A three-month celebration of gay Italian artist and intellectual Pier Paolo Pasolini kicks off at the Castro Theater this month.

San Francisco's LGBTQ neighborhood's historic movie palace is the right place to launch the centennial celebration of Pasolini's birth, said gay Italian Consul General Sergio Strozzi and Ilaria Giacomi, deputy director of the Italian Cultural Institute in San Francisco.

Pasolini, an openly gay man during a time when being LGBTQ wasn't accepted, was Italy's most important intellectual of the 20th century.

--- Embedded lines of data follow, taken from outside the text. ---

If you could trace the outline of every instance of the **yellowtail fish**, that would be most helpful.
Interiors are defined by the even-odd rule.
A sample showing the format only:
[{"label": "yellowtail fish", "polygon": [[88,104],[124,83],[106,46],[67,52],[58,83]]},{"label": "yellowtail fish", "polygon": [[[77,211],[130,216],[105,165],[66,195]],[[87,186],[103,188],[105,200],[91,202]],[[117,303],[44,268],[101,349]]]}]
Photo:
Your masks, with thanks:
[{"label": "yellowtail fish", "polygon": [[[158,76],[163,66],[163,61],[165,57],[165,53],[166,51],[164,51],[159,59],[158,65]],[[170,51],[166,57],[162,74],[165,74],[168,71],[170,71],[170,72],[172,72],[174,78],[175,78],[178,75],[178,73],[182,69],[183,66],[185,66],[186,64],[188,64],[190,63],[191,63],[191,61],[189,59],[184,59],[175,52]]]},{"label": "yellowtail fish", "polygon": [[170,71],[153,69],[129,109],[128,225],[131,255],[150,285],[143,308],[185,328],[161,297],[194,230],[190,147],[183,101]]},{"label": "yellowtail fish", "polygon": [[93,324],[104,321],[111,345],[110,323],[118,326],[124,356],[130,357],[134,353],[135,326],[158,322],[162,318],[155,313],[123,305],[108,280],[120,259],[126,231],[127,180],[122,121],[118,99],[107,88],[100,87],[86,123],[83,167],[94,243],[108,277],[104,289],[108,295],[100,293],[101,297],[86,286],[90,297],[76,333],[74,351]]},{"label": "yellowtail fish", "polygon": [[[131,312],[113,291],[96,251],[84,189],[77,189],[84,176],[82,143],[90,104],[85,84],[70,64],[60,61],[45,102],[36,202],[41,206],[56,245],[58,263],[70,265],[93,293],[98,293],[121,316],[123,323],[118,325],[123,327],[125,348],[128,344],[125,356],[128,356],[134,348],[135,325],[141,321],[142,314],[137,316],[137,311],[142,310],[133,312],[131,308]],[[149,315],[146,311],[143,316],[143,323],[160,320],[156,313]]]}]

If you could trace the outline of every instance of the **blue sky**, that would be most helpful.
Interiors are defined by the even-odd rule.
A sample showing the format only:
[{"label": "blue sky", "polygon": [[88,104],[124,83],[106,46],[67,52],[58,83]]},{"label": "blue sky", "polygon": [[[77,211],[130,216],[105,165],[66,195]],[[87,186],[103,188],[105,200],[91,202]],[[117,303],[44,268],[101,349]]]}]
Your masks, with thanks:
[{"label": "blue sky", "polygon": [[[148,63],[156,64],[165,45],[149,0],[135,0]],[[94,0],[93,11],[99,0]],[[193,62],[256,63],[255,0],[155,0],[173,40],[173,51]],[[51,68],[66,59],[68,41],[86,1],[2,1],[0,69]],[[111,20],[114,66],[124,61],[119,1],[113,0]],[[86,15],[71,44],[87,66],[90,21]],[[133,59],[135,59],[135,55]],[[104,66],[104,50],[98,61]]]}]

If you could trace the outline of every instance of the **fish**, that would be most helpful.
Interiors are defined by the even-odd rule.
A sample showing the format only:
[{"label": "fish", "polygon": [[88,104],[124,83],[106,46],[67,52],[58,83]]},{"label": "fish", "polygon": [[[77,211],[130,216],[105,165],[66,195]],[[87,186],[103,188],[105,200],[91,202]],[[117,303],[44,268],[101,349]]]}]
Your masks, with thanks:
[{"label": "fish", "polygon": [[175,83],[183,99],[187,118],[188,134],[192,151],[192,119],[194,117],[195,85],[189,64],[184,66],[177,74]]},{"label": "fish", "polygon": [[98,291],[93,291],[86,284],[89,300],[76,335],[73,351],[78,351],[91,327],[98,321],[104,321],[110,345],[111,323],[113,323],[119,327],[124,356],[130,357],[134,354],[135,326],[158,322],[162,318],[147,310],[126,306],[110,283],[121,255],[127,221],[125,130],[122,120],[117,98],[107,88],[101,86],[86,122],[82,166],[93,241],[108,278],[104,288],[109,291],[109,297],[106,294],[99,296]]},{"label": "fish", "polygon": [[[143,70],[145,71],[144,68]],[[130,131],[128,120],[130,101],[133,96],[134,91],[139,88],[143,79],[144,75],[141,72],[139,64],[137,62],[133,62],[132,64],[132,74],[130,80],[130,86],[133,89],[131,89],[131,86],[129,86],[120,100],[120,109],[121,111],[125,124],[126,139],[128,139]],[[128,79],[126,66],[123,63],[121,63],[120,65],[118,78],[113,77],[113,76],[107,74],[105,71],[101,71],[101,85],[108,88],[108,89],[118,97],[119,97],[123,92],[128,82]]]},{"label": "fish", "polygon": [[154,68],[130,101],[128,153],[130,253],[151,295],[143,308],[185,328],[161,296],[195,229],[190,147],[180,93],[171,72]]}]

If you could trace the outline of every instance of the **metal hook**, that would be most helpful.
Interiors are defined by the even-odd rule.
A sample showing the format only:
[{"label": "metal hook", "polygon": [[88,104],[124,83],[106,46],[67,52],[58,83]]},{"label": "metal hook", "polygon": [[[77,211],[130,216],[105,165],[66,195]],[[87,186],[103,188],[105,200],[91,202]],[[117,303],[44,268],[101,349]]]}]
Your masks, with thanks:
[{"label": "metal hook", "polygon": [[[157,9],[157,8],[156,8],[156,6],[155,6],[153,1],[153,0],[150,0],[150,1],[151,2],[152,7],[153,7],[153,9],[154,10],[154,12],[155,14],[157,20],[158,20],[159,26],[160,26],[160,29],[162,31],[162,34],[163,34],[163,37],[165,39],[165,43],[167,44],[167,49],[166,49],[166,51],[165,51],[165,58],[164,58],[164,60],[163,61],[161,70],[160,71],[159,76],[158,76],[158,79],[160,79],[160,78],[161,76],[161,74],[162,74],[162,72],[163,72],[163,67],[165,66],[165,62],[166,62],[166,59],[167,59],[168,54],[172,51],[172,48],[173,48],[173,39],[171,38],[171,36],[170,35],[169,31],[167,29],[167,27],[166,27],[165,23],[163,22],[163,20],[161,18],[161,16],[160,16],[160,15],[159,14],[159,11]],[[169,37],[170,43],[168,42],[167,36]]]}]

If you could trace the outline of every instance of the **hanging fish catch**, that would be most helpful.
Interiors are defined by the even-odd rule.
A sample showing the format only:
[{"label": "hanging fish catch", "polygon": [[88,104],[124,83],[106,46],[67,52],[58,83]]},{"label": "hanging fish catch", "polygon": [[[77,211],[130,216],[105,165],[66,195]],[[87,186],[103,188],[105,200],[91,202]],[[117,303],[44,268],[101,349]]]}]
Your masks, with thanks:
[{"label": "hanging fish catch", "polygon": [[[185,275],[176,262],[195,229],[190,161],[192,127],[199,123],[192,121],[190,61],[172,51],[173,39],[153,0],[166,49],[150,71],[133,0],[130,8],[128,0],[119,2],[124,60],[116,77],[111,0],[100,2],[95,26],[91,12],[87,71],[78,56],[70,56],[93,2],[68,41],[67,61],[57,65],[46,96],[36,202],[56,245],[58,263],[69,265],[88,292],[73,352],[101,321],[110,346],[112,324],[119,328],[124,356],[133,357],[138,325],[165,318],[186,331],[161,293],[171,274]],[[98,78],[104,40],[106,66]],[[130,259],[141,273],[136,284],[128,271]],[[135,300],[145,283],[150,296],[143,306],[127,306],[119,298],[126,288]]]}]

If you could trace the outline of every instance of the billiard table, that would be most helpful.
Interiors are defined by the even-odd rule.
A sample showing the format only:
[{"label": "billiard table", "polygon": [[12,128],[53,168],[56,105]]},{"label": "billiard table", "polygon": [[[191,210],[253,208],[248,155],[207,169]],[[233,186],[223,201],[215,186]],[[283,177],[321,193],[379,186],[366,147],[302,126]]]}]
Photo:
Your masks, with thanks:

Up until his assassination in Ostia, Italy in 1975, Pasolini's films and writing focused on controversial topics and people who lived on the fringes of society.

Strozzi compared Pasolini's importance as a major figure in Italian society to Dante Alighieri, who established Italian literature.

"For us Italians, [Pasolini] is a major figure as much as Dante could be," Strozzi said.

Strozzi explained that Pasolini's contribution to Italian society during a period of economic growth after World War II in Italy, and his focus on Italy's poor and suburban people and the country's social struggles, was "huge." His intellectual perspective trumped traditional beliefs and pushed Italian progressive movements and society forward without entering politics, he said.

"I think for [the] LGBT community [he] is a major figure just because he had the courage to show himself to come out of the closet much before the society was ready for it," Strozzi said.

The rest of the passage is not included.